Terms and Conditions

Carefully review the terms of the investment, including equity stake, valuation, board seats, and any restrictive covenants. Ensure that these terms are fair and reasonable. Once terms are agreed you have to be confident you can live with them at least until the next transaction.

Investment Goals and Style

It is important to understand the investor's financial goals and investment horizon. Make sure that their goals are aligned with your own for the business. For example, if you are looking for a long-term partner to help you build a sustainable business, you should avoid investors who are looking for a quick exit.

Investors have different investment philosophies and styles. Some are more hands-on, while others are more hands-off. It is important to choose an investor who has a style that is compatible with your own management style and approach to running the business.

Personality Fit

Make sure your personalities and working styles mesh well. The relationship with an investor goes beyond just finances. Look for an investor with whom you have good chemistry and can build a strong working relationship. Communication and trust are essential. Choose an investor who is transparent and communicates openly about expectations, challenges, and opportunities. Building a strong relationship is essential, and trust is the foundation.


Look into the investor's track record and reputation. Do other entrepreneurs speak highly of working with them? Taking up references and undertaking your own due diligence on potential investors is crucial.

Highly reputable investors with a good track record of healthy working relationships with their portfolio companies are more likely to be able to help you achieve your goals.


Pay attention to the level of control and influence the investor wants over decision making in the company. Make sure you are comfortable with any board seats or voting rights they may request. It's important to maintain a healthy balance of power and avoid investors who may hinder decision-making or stifle creativity. On a day-to-day basis you do not want micromanagement by investors as this can stifle creativity and hamper growth plans.

Long-term Commitment

Building a successful business takes time, and entrepreneurs should look for investors who are committed for the long haul. It's important to find partners who are willing to stay invested and support the business through its various growth stages.

Short-term focus

Avoid investors who are solely interested in quick returns and may pressure you to make hasty decisions that don't align with your long-term vision. Start-ups and early stage businesses take time to grow.

Overly dilutive terms

Be cautious of investors who demand a disproportionately large equity stake, which can limit your control and future financing options.

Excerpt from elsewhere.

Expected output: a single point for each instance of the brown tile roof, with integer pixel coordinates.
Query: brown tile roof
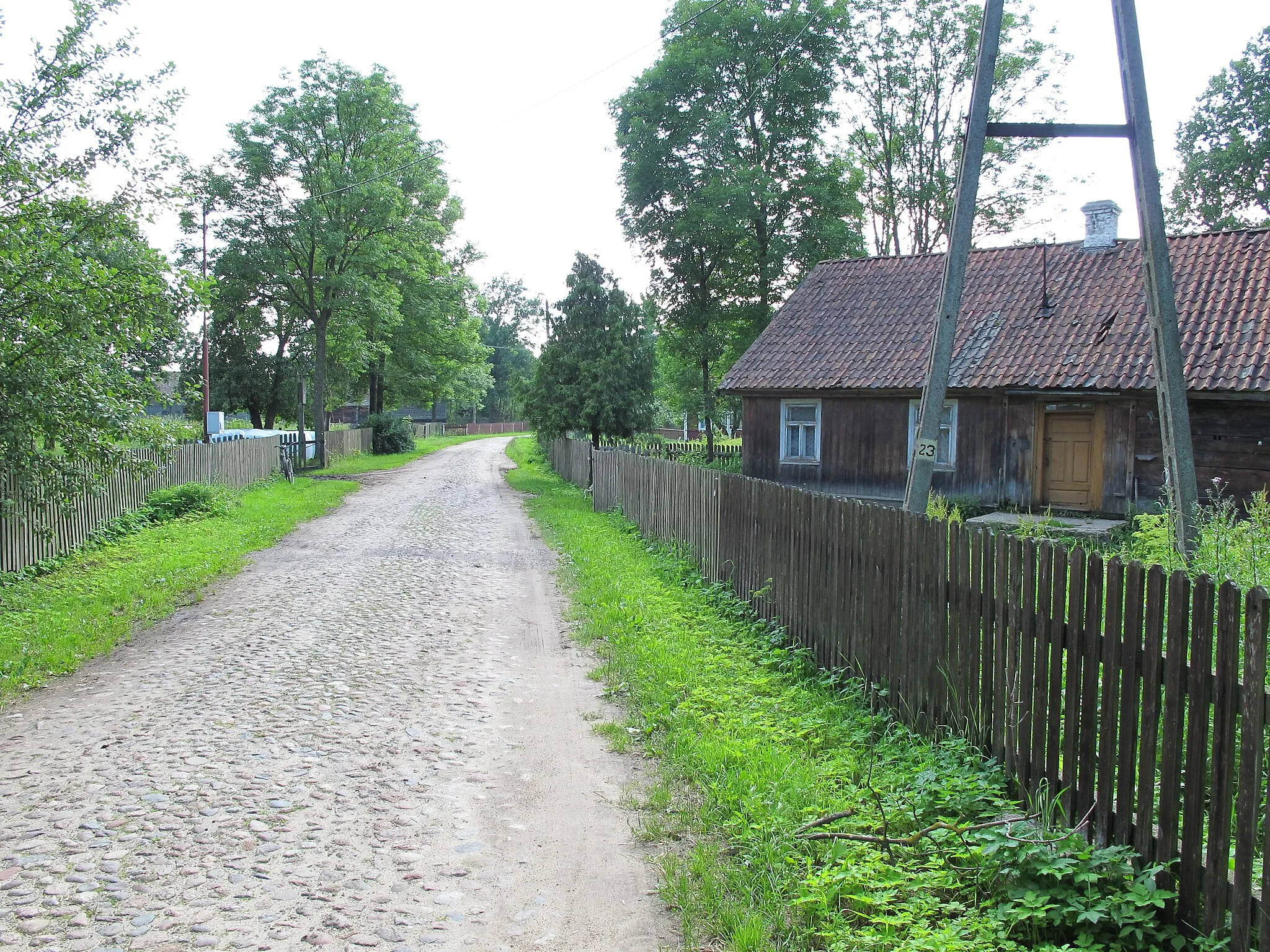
(866, 323)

Selecting the right external investor is a crucial decision for start-ups and early stage businesses. By considering factors such as vision alignment, industry expertise, financial stability, mentorship, and long-term commitment, entrepreneurs can increase their chances of finding the perfect investor. Additionally, avoiding overbearing control, misaligned expectations, rushing into partnerships, and neglecting due diligence will help entrepreneurs navigate the investment landscape with confidence. Remember, finding the right investor is not just about money; it's about finding a partner who can contribute to the long-term success of the business.

Common Mistakes

Paying attention to the above points should help you avoid costly mistakes. However, in the excitement (and often pressure) to raise investment, the appropriate level of rigour isn’t always applied. Here are some of the more common issues:

Rushing the Decision

It can be tempting to accept the first investor who shows interest, but entrepreneurs should resist the urge to rush into partnerships. Taking the time to thoroughly vet potential investors and consider multiple options can lead to better outcomes in the long run. Another aspect of this is bringing on an investor too early or too late in the company's maturity stage.

Ignoring Due Diligence

Due diligence is critical in evaluating potential investors. You should thoroughly research and assess an investor's background, reputation, and past investments before making a decision. You have as much right to DD the investor as they do you and your business!

Focusing Solely on Financial Terms

While funding is important, you should not solely focus on financial terms. It's essential to consider the broader value an investor brings, including their network, expertise, and potential for long-term partnerships.

Overlooking Legal and Financial Advice

Consult with legal and financial experts to review investment terms and ensure they are in your best interest. Don’t be put off by the cost of obtaining proper legal and financial advice; it’s a long-term investment in ensuring you get the right deal on the right terms.

Not Evaluating the Fit

Avoid investors who don't align with your business's values, culture, or strategic goals. This is often a result of focusing too much on the valuation or amount raised versus the quality and fit of the investor.

Not Doing Enough Research

Before you meet with any investors, it is important to do your research and learn as much as you can about them. This includes understanding their investment goals, industry expertise, and track record.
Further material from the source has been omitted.